Erasmus Widmann lived and worked in southern Germany all his life. But he was clearly aware of current Italian music, as we can see in these canzonas.
The twelve pieces in this volume are taken from the following collection:-
Gantz Neue Intraden, Balletten und Couranten, so zuvor nie in Truck aussgangen
ohne Text
auff allerley Musicalischen Instrumenten, sonderlich auff Violen, füglich und lieblich zugebrauchen mit 5 und 4 stimmen componiert durch Erasmus Widmannum Halensem… Gedruckt unnd verlegt in Nürmberg
durch Abraham Wagenmann MDCXVIII
Widmann’s pieces, in common with those of many German musicians of his time, seem to be heavily influenced by Italian music of twenty or so years back from the publication of his collection.
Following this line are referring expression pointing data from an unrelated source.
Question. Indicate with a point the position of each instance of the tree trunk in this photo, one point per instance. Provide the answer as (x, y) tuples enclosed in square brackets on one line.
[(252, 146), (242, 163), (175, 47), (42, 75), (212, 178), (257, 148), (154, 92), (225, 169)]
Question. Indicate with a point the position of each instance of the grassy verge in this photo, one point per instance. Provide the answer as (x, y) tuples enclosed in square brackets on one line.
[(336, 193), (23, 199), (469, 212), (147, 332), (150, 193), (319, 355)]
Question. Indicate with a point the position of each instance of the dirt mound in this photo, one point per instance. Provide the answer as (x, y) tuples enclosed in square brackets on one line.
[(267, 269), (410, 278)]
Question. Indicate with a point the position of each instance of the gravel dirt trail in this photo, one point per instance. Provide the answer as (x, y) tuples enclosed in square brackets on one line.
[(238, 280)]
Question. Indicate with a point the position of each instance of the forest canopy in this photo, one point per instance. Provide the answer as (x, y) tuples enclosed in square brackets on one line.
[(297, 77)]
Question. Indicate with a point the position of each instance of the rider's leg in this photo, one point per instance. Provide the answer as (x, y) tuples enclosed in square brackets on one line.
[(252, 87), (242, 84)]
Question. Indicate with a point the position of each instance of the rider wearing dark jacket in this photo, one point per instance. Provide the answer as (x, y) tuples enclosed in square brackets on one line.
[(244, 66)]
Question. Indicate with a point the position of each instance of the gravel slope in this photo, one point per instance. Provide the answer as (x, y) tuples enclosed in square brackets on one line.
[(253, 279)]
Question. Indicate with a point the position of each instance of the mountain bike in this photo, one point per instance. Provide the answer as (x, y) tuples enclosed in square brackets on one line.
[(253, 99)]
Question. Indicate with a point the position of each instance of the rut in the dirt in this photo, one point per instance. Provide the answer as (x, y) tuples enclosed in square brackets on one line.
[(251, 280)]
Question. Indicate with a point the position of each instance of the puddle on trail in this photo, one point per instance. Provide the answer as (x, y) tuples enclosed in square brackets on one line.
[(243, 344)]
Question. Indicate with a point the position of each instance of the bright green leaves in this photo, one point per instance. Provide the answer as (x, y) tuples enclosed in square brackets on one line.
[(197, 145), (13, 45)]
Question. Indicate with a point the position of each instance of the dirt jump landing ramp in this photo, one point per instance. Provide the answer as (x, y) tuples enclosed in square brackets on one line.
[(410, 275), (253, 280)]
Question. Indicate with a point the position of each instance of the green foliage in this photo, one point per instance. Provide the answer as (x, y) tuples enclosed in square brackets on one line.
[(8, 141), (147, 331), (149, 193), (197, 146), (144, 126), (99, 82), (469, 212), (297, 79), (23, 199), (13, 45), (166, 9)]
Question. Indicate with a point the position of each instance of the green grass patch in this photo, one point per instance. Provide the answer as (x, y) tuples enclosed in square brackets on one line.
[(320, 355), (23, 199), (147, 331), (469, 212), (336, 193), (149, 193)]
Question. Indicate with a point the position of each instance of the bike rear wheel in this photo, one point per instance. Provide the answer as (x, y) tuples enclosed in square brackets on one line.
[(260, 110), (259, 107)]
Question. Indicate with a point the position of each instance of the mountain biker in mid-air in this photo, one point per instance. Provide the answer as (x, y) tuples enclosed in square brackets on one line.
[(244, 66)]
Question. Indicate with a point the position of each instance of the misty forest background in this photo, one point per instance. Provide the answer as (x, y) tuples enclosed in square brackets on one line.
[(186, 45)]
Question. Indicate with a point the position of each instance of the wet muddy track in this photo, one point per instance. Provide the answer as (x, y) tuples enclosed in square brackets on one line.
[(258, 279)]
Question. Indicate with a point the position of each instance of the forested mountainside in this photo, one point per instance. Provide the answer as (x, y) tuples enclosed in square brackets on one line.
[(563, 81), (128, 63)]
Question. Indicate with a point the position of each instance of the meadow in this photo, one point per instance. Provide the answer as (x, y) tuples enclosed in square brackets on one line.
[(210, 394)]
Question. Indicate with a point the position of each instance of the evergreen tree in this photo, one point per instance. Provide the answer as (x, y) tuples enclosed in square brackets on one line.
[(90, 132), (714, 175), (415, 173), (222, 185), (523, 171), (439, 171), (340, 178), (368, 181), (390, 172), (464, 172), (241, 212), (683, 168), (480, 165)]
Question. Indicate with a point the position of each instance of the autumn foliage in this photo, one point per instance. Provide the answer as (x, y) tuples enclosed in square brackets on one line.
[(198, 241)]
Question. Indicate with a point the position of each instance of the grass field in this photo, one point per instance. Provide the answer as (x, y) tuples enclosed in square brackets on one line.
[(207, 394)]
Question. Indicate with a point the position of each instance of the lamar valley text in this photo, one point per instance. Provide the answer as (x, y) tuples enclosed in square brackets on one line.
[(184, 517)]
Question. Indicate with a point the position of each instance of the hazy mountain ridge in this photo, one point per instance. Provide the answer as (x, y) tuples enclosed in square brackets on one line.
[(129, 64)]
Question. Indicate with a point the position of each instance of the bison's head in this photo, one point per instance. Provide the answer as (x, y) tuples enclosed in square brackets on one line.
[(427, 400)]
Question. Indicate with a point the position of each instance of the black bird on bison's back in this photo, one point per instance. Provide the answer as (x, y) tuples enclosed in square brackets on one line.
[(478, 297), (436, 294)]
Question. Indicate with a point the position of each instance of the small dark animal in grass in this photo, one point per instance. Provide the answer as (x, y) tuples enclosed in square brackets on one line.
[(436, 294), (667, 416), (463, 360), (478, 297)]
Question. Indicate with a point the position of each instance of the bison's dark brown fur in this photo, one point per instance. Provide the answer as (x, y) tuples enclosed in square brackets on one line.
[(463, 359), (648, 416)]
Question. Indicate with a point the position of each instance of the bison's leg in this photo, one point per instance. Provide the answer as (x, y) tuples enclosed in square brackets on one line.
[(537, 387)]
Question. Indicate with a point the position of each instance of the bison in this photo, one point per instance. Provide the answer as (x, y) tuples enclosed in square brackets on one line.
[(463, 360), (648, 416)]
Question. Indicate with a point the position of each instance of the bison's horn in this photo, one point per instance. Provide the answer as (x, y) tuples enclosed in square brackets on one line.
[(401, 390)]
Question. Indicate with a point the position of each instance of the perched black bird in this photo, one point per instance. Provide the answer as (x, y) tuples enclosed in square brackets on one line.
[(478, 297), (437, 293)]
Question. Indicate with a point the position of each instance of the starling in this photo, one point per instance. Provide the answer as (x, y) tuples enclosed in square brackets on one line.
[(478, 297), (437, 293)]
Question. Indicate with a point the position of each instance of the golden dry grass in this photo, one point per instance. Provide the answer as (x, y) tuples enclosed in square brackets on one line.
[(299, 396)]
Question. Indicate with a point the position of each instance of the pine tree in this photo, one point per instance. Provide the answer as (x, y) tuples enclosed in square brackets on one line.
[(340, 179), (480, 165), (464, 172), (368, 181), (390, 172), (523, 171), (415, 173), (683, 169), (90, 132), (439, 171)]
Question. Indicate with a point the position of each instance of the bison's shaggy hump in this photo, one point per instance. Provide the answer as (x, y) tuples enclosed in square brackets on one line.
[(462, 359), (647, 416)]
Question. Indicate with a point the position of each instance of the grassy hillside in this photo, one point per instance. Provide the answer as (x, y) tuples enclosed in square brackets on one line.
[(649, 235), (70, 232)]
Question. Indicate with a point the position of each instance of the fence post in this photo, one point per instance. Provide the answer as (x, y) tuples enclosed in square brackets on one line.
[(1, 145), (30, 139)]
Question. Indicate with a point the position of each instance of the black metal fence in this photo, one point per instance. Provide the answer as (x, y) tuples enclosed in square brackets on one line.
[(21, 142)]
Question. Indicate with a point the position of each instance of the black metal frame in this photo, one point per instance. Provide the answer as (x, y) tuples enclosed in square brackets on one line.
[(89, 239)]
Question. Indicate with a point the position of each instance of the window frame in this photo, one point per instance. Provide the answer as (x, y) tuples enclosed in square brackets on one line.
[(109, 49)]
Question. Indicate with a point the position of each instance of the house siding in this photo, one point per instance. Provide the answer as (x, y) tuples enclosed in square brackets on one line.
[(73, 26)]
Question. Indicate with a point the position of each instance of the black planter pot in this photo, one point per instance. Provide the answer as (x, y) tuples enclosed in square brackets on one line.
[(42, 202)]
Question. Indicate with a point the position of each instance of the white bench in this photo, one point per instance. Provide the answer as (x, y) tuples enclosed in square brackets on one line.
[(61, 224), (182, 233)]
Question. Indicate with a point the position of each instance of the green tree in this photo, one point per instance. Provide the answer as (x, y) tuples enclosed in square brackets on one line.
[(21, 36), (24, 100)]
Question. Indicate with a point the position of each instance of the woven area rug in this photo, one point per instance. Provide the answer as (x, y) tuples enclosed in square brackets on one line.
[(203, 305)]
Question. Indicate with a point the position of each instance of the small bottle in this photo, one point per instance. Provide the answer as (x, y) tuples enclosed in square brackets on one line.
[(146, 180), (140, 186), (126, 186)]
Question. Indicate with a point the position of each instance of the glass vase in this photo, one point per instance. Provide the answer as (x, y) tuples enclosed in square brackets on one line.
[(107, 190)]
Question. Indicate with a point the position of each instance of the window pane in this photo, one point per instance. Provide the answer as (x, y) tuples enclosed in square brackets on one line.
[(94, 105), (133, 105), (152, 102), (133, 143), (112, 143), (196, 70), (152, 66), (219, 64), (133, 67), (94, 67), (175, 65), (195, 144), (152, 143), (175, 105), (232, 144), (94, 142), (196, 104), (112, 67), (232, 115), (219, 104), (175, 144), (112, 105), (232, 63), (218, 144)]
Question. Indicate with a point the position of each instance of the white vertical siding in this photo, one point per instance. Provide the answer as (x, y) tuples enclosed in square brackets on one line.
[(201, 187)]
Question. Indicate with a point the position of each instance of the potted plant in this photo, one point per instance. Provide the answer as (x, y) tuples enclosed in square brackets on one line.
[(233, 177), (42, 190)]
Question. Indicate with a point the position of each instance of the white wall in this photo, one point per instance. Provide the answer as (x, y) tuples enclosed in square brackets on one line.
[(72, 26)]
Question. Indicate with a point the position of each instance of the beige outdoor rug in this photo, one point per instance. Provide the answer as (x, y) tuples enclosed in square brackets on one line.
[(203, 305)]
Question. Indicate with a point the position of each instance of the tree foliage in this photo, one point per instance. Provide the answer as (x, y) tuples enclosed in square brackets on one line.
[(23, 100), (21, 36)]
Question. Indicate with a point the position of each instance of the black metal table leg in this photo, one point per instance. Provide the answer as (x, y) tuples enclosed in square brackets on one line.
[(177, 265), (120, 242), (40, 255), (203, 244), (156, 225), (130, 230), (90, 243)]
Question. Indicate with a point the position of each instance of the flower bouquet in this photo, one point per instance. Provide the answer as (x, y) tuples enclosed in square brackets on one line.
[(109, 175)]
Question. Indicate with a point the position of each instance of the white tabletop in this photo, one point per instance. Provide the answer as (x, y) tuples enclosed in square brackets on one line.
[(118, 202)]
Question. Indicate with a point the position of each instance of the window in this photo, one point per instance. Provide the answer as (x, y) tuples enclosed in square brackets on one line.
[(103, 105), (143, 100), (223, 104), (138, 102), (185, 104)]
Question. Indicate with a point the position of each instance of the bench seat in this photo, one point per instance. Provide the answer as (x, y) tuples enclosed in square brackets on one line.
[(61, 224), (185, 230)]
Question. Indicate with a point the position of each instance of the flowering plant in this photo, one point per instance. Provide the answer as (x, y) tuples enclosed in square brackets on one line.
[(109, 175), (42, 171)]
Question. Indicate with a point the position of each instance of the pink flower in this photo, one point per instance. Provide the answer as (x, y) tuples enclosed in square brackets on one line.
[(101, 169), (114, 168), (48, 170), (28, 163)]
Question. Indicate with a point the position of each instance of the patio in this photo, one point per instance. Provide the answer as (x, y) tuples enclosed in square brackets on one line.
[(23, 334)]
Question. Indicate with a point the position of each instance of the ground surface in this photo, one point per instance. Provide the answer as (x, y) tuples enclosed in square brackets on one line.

He shows no knowledge of the Italian avant-garde of his own day, for instance of the solo sonatas of Cima, which appeared in 1610, or even of the late works of Giovanni Gabrieli, who died in 1612. Indeed if we compare his intradas with those of Alexander Orologio, whose collection of 1597 contains the earliest surviving examples of the form, it is hard to detect any real stylistic advance, except that Widmann’s seem to be written with string instruments in mind, Orologio’s with wind. Some of widmann’s canzonas, notably no 3 in the present collection, resemble in many respects the earliest pieces of Giovanni Gabrieli and of other north Italian composers active around 1590.